A previous Ebola outbreak -- in the United States.

I just read the chapters in Virus Hunter: Thirty Years of Battling Hot Viruses Around the World about the Ebola outbreak in monkeys in Reston Virginia in 1989. The principal author, C. J. Peters, is one of the rare breed of physicians who has chosen to specialize in virology, and especially in research on rare and emerging viral diseases.

The outbreak was in monkeys that were in quarantine after being imported to the United States for medical research. They had been imported from the Philippines, and the variety of Ebola that came from the Philippines was different from the several African varieties that are known. The differences seem to be very important.
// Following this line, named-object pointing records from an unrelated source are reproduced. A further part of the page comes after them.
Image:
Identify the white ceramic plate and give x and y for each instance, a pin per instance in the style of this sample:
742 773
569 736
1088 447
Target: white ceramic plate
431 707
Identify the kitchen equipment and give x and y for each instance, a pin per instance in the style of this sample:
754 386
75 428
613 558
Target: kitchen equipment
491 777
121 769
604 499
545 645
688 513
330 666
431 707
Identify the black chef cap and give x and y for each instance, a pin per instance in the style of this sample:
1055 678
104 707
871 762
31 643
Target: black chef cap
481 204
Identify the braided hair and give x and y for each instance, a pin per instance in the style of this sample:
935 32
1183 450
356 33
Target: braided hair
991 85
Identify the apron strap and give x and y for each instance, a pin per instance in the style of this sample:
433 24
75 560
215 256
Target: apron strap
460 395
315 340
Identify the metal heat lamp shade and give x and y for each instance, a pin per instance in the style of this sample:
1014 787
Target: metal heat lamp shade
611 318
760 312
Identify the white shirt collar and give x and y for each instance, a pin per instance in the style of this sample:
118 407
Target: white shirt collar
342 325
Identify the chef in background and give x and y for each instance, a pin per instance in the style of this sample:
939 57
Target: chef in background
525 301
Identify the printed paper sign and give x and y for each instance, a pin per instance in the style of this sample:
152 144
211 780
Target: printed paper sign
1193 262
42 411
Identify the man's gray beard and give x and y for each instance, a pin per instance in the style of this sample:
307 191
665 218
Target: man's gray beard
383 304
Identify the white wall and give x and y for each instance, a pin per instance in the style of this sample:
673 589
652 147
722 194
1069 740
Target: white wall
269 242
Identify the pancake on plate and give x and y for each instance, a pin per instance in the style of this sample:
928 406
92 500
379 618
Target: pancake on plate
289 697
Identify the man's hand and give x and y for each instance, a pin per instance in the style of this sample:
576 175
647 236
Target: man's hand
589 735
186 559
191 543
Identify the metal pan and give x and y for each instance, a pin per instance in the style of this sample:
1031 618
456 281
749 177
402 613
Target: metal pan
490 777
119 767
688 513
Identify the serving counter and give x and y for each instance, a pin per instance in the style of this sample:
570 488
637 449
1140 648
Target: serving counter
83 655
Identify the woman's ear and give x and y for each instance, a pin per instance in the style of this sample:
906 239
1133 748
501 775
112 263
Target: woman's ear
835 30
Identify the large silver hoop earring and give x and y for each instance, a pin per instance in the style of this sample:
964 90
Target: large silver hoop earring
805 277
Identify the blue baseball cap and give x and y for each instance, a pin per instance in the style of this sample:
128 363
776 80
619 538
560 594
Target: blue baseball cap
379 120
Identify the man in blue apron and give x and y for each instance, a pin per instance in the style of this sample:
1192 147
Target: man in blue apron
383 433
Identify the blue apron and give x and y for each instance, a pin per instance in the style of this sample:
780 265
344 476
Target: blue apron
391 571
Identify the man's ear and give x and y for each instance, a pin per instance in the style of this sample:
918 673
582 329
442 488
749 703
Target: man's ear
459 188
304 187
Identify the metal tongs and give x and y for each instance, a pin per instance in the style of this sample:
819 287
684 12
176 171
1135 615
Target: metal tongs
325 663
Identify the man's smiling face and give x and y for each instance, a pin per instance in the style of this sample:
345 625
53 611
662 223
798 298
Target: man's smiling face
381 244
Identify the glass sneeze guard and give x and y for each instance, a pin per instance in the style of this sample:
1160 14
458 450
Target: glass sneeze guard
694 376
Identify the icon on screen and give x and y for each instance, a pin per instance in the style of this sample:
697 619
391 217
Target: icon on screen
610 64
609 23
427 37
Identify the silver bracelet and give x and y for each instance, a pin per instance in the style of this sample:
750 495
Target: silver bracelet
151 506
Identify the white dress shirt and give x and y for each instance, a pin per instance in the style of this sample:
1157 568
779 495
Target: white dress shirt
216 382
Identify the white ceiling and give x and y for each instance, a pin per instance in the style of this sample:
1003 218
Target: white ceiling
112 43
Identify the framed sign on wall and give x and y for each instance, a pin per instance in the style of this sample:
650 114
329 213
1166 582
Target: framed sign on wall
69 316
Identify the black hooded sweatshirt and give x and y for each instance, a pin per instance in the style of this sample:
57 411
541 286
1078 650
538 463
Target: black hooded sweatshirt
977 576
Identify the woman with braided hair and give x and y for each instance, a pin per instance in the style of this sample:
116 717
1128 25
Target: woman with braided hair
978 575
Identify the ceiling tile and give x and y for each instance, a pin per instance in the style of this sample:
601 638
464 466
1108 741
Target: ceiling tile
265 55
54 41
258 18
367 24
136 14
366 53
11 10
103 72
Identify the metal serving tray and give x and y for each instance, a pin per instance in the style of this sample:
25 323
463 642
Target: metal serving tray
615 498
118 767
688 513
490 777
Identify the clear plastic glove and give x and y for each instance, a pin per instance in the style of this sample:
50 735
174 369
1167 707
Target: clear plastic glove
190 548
It seems clear that the virus in Reston was able to travel in the air from room to room in the facility (via the air conditioning) and infect monkeys by air; the African varieties appear to require contact with fluids (blood, urine, feces, vomit, mucus) from an infected person (after an incubation period).

The monkeys in holding were also suffering from an epidemic of another fatal simian hemorrhagic virus (SIV). All 500 monkeys in the facility were euthanized and the facility was cleaned. A second epidemic in new shipments of monkeys was similarly infected. Efforts to eliminate the infection from the source of the infected animals in the Philippines seem to have failed.

It was discovered after the fact that four of the employees of the facility carried antibodies to the Reston variety of Ebola in their blood, indicating that they had been infected. None appeared to have clinical illness. Apparently the variety of the virus that hit Virginia did not make people sick, although it was deadly to monkeys. That was great good luck for the USA!

The book makes clear that the veterinarian in charge of the Reston facility did a great job, recognizing that something was seriously wrong and keeping the monkeys in place after the mandatory 30 day quarantine. So too, the company owning the monkeys was willing to take a half million dollar loss sacrificing the monkeys and was willing to move quickly to limit the epidemic. Had the sick monkeys been sent around the country, the loss of animals might have been much greater.

I was impressed at how lucky we were that the epidemic occurred close for Fort Detrick, the site of the U.S. army's medical research command. Peters had previous experience with Ebola in Africa, and the command had a full spectrum of experts needed to identify the virus and construct new diagnostic tests. It had one of the only two facilities in the country in which the virus could be studied (relatively) safely. And it had linkages with the CDC which had the epidemiological staff and skill to follow up the disease in humans.

In the United States there are many agencies with responsibilities for health and safety. Thus Virginia and Maryland state public health officials were involved. The military has medical facilities, including those needed to transport servicemen with infectious diseases and to hospitalize them in quarantine. There are federal agencies responsible for assuring the safe disposal of medical waste, etc. The chapter gives a brief but informative summary of how complex it is to manage investigation of a new epidemic, especially one of an emergent disease.

The fundamental point is that the Reston Ebola outbreak was in many ways unique. However, such dangerous but unique outbreaks of (emergent) diseases occur relatively frequently. The country needs the dedicated and brave folk with the expertise to deal with them.